Antes do hino, a campeã olímpica Theresa Zabell lerá a proclamação, dando início à parte que captura a essência da Sella: aplausos para os países participantes. "Vida longa à Ucrânia!", "Vida longa à Venezuela!" e "Vida longa a Singapura!". Os decibéis aumentam visivelmente para a Espanha e as Astúrias.
Em apenas quatro minutos, todas as canoas desaparecem do campo de visão dos milhares de pessoas que vieram assistir à partida.
"Que coisa incrível são as canoas, hein?", uma garota lança para o ar filosoficamente.
A corrida já dura oito minutos.

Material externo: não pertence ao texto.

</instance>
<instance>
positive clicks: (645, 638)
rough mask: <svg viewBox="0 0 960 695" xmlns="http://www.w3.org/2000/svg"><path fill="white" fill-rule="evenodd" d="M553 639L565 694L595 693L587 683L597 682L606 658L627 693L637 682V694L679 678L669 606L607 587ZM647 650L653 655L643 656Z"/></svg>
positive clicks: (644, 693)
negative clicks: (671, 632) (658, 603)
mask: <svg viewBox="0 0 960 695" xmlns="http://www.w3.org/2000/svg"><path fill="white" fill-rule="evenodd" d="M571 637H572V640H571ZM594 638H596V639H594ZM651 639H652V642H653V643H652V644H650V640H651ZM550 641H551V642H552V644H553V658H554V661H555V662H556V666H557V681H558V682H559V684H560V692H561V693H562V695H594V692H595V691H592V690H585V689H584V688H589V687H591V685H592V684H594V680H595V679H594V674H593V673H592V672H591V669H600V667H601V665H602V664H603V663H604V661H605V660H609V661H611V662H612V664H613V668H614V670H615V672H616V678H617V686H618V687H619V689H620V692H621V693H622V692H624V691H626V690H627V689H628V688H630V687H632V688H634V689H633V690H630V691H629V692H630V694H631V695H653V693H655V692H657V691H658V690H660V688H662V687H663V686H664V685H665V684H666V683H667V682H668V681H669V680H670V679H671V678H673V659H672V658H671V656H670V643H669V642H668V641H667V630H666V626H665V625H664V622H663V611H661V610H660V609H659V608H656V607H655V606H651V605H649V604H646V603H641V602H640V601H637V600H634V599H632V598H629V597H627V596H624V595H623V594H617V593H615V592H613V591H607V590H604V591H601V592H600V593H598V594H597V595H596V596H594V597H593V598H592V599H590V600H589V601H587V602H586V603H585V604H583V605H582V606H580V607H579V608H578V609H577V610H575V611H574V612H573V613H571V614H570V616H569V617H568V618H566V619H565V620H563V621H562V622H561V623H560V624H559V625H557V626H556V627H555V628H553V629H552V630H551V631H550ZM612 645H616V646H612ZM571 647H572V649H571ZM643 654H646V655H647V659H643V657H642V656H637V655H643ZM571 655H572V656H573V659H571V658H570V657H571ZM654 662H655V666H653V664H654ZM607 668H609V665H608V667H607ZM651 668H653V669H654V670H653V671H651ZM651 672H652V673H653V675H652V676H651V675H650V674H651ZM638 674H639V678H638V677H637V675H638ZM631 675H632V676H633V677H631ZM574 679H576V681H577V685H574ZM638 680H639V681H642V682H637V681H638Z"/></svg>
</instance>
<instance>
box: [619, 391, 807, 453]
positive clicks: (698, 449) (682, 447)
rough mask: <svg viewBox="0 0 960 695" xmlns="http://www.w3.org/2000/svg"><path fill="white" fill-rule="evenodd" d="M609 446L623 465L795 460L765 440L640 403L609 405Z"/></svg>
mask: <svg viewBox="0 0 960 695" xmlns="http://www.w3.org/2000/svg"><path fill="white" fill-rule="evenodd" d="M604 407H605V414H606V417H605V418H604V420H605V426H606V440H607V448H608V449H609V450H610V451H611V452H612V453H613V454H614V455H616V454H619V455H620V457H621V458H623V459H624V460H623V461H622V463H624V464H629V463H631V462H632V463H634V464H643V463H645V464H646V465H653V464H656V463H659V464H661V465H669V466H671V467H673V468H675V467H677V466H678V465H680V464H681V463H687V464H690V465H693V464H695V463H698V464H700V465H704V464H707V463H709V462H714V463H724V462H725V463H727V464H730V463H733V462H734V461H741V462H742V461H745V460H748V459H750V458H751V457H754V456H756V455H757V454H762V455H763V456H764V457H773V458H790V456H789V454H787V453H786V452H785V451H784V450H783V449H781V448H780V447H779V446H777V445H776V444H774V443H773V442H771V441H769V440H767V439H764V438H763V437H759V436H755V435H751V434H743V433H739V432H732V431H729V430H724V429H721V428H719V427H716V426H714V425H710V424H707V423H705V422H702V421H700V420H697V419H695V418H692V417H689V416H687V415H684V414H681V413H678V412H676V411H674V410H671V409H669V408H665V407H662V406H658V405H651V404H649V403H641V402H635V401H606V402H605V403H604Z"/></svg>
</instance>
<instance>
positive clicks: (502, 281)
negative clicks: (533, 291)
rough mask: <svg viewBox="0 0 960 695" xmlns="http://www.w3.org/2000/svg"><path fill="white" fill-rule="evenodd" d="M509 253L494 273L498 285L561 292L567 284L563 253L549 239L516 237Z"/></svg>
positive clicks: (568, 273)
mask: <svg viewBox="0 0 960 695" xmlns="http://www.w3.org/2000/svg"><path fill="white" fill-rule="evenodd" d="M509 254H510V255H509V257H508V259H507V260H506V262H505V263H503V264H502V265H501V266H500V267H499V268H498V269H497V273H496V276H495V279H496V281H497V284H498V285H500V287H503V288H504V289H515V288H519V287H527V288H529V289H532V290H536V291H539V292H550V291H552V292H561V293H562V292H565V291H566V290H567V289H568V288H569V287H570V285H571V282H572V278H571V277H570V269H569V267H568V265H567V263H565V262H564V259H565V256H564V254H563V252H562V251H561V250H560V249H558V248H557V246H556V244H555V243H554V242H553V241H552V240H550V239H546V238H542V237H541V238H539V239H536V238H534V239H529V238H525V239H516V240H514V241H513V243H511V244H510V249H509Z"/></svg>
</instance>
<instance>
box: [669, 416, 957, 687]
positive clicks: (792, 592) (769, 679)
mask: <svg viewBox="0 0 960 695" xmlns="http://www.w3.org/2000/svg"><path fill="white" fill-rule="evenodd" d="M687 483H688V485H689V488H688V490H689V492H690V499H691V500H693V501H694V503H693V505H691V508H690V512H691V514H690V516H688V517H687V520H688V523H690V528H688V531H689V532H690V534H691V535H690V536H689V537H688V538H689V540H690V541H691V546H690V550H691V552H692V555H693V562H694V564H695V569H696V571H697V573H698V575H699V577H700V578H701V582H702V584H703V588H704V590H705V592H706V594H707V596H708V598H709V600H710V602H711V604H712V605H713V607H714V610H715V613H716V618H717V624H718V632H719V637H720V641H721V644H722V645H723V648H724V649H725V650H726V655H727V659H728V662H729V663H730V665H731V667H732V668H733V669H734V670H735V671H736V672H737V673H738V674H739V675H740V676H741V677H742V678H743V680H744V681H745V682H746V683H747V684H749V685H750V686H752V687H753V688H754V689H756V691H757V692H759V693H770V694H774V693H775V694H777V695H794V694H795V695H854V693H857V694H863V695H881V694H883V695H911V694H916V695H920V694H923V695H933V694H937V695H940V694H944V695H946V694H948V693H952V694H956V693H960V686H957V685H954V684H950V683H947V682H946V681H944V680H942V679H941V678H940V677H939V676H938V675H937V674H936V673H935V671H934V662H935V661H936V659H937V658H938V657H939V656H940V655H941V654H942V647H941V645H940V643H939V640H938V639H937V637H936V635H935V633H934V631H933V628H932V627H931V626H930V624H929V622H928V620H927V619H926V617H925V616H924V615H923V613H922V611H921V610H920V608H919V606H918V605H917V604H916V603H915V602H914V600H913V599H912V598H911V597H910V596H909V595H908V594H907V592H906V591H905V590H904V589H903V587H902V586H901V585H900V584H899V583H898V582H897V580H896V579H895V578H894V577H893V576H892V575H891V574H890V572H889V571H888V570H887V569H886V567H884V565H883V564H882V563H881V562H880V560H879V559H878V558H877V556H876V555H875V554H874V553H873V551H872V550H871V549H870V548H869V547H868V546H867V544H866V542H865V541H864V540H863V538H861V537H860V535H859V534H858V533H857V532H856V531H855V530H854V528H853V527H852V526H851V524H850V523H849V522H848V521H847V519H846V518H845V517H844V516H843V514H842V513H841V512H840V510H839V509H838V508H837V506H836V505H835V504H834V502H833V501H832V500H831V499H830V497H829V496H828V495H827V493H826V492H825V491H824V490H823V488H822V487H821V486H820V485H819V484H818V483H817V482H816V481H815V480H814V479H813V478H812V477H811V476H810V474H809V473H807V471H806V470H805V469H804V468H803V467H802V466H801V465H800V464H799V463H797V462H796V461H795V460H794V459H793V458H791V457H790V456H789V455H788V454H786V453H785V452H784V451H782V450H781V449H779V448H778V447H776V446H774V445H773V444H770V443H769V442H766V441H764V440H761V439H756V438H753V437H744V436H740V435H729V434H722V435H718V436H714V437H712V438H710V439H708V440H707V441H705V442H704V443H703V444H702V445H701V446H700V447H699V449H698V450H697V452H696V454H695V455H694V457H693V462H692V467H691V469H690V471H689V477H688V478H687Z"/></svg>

Dois canoístas tentam consertar seu barco. Estão desesperados. Eles se prendem num obstáculo, sobem no barco e remam para a frente com um ritmo quase melancólico.
A partir de agora, as pessoas vão brincar com as canoas de recreio lançadas após o passeio oficial. Brincadeira aqui significa virá-las, levantá-las no ar com seus passageiros dentro ou colocar pedras enormes na parte traseira. Tudo com um sorriso no rosto.

A música está voltando às ruas. Estas são músicas que tocam aqui há anos e anos: "Nothing of This Was a Mistake ", de Coti; "Princesses ", de Pereza; e "Mother Earth (Oye) ", de Chayanne. É preciso ser muito clássico contemporâneo para tocar em Piraguas.
Vinte quilômetros rio abaixo, na linha de chegada em Ribadesella, o mistério que envolve toda competição está prestes a ser resolvido: o resultado.
Em Arriondas, as pessoas assistem à chegada da corrida em um telão gigante. Gritam ao ver os campeões masculinos do K2, os asturianos Walter Bouzán e Bertín Llera, entrarem. Uma hora, 10 minutos e 3 segundos se passaram desde a largada. As galegas Tania Fernández e Tania Álvarez vencerão o K2 feminino com o tempo de 1 hora, 22 minutos e 59 segundos.
A festa se espalha pelas ruas.
Duas meninas atravessam a ponte onde a proclamação foi lida e a linha de partida foi dada. Agora está vazia. Assim como os bancos.
- Joe , faltam 365 dias para as próximas canoas-, diz um.
-Bom, mas passa voando-, responde o outro.
Eles se dão os braços e caminham rapidamente de volta para a música. Direto para o lugar onde a vida agora se concentra neste dia de verão em Arriondas.